7. L'insuffisance dans la critique du travail (ce nouveau 'Ce qui ne fut pas' n'est pas la pire manifestation de cette insuffisance) semble avoir été une autre limite rédhibitoire du mouvement. Quand on oscille entre « du travail pour tous » et « ne travaillez jamais », c'est comme si on courait se taper la tête d'un mur à l'autre d'une prison particulièrement solide. La critique du travail en elle-même n'a pas de sens. Ce qui a du sens, c'est la critique de l'organisation de la société autour du besoin, autour de la casserole. Le travail est l'activité nécessaire à la satisfaction du besoin. Mais, ne pas organiser la société autour du besoin ne signifie pas supprimer le besoin, la casserole, et, par conséquent, ne signifie pas supprimer le travail. Le travail continuera d'être nécessaire même quand il deviendra inessentiel.
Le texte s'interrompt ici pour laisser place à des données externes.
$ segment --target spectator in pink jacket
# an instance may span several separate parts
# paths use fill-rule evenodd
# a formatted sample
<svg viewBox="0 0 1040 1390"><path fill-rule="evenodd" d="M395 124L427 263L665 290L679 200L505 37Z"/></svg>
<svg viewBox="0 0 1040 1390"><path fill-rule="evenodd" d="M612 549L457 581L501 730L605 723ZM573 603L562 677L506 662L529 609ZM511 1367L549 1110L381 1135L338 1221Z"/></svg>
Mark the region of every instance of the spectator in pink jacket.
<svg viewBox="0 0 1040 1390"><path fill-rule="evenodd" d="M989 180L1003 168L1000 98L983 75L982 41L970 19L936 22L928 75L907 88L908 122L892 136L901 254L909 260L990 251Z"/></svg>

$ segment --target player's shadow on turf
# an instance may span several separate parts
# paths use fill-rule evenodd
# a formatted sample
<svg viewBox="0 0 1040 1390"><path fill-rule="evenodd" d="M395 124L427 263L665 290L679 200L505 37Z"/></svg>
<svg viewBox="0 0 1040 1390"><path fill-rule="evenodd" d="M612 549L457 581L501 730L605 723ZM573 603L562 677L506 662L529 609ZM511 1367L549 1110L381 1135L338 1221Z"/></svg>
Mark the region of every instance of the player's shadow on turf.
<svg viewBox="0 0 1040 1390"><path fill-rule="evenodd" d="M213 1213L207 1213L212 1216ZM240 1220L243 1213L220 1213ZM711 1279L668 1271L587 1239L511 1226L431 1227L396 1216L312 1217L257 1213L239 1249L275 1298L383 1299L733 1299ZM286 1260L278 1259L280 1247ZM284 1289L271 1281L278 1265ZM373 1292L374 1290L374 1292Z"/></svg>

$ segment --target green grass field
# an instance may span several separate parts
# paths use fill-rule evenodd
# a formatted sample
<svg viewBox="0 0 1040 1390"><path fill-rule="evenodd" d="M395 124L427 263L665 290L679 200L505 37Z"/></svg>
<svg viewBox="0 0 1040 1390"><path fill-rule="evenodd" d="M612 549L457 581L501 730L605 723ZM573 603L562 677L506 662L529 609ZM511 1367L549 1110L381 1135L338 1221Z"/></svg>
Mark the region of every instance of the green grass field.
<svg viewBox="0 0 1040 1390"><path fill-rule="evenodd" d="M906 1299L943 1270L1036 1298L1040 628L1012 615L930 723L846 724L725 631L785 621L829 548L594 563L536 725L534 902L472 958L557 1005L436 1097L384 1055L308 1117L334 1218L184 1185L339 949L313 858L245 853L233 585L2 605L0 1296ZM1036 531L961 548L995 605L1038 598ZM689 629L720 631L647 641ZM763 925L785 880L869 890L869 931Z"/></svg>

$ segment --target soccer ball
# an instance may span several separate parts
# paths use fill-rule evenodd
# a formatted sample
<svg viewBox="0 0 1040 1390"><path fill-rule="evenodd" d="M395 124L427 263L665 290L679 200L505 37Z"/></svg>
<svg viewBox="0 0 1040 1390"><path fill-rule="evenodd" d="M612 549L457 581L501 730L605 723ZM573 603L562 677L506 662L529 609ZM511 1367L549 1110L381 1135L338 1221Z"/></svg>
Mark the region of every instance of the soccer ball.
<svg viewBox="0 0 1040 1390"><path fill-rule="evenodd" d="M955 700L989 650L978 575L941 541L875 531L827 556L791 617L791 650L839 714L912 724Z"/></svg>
Indépendamment du fait que supprimer le travail c'est supprimer tout le travail (ce n'est pas, en effet, une solution individuelle), prétendre ou espérer supprimer le travail, c'est encore accorder au travail une place centrale, essentielle.

8. La plus grande faiblesse des mouvements sociaux depuis le spectacle de 1968 est de ne pas se comprendre et se situer dans l'histoire, c'est-à-dire dans le monde. On retrouve cette faiblesse incontestable du mouvement qu'il raconte dans le texte de Fabrice Wolff. Si l'on ne sait pas qu'une vague d'offensive gueuse dans le monde, après cinq ans de batailles indécises et de possible bien au-delà de ce qu'on a vu depuis, a été battue en 1993, il est effectivement difficile de juger de la portée et des possibilités offensives d'un mouvement aussi parcellaire et aussi peu conscient de l'être que celui des chômeurs. Le fait de se révolter quand les pauvres sont debout dans le monde entier, n'est pas la même chose que lorsqu'ils sont en débandade, ou en léthargie, comme en 1998. Là, à nouveau, et d'une manière fort différente se pose la question de traverser les frontières d'Etat. Un mouvement qui ne prend pas en compte le silence des pauvres est lui-même complice de ce silence. Vous nous demandez pourquoi nous n'avons pas parlé de ce mouvement, et vous avez raison de nous le demander. Mais avez-vous demandé aux acteurs de ce mouvement pourquoi ils n'ont pas parlé des albanais, chez qui le calme était encore suffisamment précaire pour qu'on organise, presque uniquement pour faire contre eux un coupe-feu, une guerre otanesque contre l'Etat yougoslave plus d'un an après Jussieu, et pourquoi ils n'ont pas essayé de les contacter, de les inviter ?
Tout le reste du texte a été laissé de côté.